The Bureau of Land Management lease is off the Blackfeet Reservation but not by much. It would be west of the reservation, near the headwaters of the Two Medicine River, so the tribe is concerned that oil and gas development, particularly fracking, would foul their water.

They fear that hunting, fishing and logging rights would be limited and claim that religious and cultural sites would be damaged or destroyed.

Conservationists and Glacier National Park managers are concerned that drilling could damage the habitat of endangered species such as bull trout and grizzly bears.

The exploratory project would require construction of 5 miles of road, a bridge across the Two Medicine River wide enough for a drill rig and a well pad. But if fossil fuels are found – and they will be – far more development will follow.

In 2011, Primary Petroleum president Mike Marrandino estimated that the Rocky Mountain Front holds 13 million to 15 million barrels of recoverable oil per square mile. Since then, part of the Front was saved with passage in November of the Rocky Mountain Front Heritage Act. But the Badger-Two Medicine is vulnerable.

Blackfeet elders such as Earl Old Person and Tribal Historic Preservation Officer John Murray argue that the area holds much more than oil.

“Fracking the ‘Backbone of the World’ would desecrate both the landscape and the cultural identity of present and future generations of Blackfeet people,” according to a Blackfeet statement.

That sentiment probably won't sway Solenex’s legal counsel, the Colorado-based Mountain States Legal Foundation, a nonprofit foundation “dedicated to individual liberty, the right to own and use property, limited and ethical government and free enterprise system,” according to the foundation website.

According to a 2011 Association Press article, the foundation has “waged battles against affirmative action and protections for endangered species while being bankrolled by some of the most powerful families in the West.”

With big-dollar donations, foundation attorneys take on cases at no charge to the client. And it’s not the first time they’ve chosen lawsuits that challenge rights of Native Americans.

Mountain States Legal Foundation argued for Wyoming county commissioners against tribes on the Wind River Reservation who wanted greater representation on the commission.
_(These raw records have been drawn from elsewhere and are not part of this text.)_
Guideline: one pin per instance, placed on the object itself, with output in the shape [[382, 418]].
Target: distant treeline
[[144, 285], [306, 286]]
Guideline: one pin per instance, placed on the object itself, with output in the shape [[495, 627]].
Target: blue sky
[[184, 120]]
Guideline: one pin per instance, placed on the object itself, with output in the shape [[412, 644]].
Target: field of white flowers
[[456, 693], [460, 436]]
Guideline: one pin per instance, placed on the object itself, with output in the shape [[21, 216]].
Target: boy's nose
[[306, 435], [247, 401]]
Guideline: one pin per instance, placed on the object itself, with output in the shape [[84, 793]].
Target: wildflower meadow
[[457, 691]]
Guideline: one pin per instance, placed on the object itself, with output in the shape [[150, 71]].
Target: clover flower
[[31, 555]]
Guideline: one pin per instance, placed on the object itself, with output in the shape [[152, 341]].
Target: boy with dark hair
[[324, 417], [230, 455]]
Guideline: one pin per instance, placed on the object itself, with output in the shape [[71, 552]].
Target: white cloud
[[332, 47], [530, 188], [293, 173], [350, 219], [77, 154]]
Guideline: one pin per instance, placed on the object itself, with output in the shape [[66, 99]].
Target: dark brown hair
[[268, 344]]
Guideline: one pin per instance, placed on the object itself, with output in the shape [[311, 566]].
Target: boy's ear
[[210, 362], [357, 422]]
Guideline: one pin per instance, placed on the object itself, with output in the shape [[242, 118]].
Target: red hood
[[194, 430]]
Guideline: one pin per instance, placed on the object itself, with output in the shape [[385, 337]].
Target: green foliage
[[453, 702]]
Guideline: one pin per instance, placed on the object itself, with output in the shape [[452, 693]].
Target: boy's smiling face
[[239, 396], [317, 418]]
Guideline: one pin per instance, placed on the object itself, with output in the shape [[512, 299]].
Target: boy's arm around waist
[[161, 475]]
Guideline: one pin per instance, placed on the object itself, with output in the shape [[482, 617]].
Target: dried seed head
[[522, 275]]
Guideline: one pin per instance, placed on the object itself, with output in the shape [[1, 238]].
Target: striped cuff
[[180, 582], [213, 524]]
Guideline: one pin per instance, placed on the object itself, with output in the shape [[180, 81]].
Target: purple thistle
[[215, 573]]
Based upon the Voting Rights Act of 1965, the judge ruled in favor of the tribes, who made up 20 percent of the county’s population but had no commission representative.

Most recently, the Mountain States Legal Foundation represented two couples on the Flathead Reservation who were attempting to finalize water rights last year prior to the ratification of the Flathead water compact.
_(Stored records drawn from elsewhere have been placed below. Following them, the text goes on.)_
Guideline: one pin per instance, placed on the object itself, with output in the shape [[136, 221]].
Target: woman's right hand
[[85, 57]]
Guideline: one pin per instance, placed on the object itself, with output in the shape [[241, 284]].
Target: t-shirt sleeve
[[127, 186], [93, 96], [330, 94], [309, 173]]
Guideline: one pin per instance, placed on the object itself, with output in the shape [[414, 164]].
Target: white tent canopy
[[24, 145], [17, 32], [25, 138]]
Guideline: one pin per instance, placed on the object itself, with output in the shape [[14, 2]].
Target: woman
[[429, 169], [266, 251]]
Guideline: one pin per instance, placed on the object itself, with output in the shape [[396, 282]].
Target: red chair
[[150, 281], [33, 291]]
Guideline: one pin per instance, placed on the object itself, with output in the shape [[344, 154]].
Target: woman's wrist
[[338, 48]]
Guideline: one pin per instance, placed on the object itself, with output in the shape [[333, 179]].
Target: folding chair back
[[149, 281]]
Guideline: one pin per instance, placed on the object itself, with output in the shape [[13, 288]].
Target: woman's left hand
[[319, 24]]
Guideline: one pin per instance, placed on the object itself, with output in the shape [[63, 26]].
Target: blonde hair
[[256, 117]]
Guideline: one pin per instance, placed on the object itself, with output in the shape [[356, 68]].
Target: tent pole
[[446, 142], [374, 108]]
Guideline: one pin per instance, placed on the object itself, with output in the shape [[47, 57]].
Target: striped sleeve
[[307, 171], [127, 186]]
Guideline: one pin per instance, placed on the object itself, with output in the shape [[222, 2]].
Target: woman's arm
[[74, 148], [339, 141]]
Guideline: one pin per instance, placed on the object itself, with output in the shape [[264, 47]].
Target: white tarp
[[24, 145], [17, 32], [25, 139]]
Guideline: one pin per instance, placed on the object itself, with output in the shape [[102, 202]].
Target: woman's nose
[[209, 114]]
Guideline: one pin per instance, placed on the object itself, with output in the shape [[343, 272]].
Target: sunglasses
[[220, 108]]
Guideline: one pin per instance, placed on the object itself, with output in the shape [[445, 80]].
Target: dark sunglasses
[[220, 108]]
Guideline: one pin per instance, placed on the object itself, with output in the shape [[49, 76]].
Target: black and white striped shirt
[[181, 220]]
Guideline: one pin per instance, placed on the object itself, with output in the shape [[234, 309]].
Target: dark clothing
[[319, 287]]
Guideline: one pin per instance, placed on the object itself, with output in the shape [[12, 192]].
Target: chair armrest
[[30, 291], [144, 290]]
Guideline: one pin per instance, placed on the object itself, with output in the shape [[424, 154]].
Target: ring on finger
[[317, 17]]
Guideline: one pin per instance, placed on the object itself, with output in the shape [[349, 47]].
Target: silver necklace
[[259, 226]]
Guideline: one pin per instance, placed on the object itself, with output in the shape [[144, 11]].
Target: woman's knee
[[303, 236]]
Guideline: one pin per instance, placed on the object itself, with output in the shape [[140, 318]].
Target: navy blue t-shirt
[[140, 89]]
The couples filed the claims without informing the tribe or the federal government so the Confederated Salish Kootenai Tribes sued to prevent a district court or the Montana Water Court from deciding any water rights without CSKT knowledge and prior to resolution of the compact.

In April, the 2015 Legislature approved the water compact after 13 years of development and two years of contentious hearings and lawsuits between the 2013 and 2015 legislative sessions. 

As a result, the CSKT owns the water rights that were promised in the 1855 Treaty of the Hellgate, although Congress still has to approve the compact.

The Blackfeet Tribe recently pulled out of compromise negotiations with the Forest Service, saying it rejects drilling in the Badger-Two Medicine under any circumstances.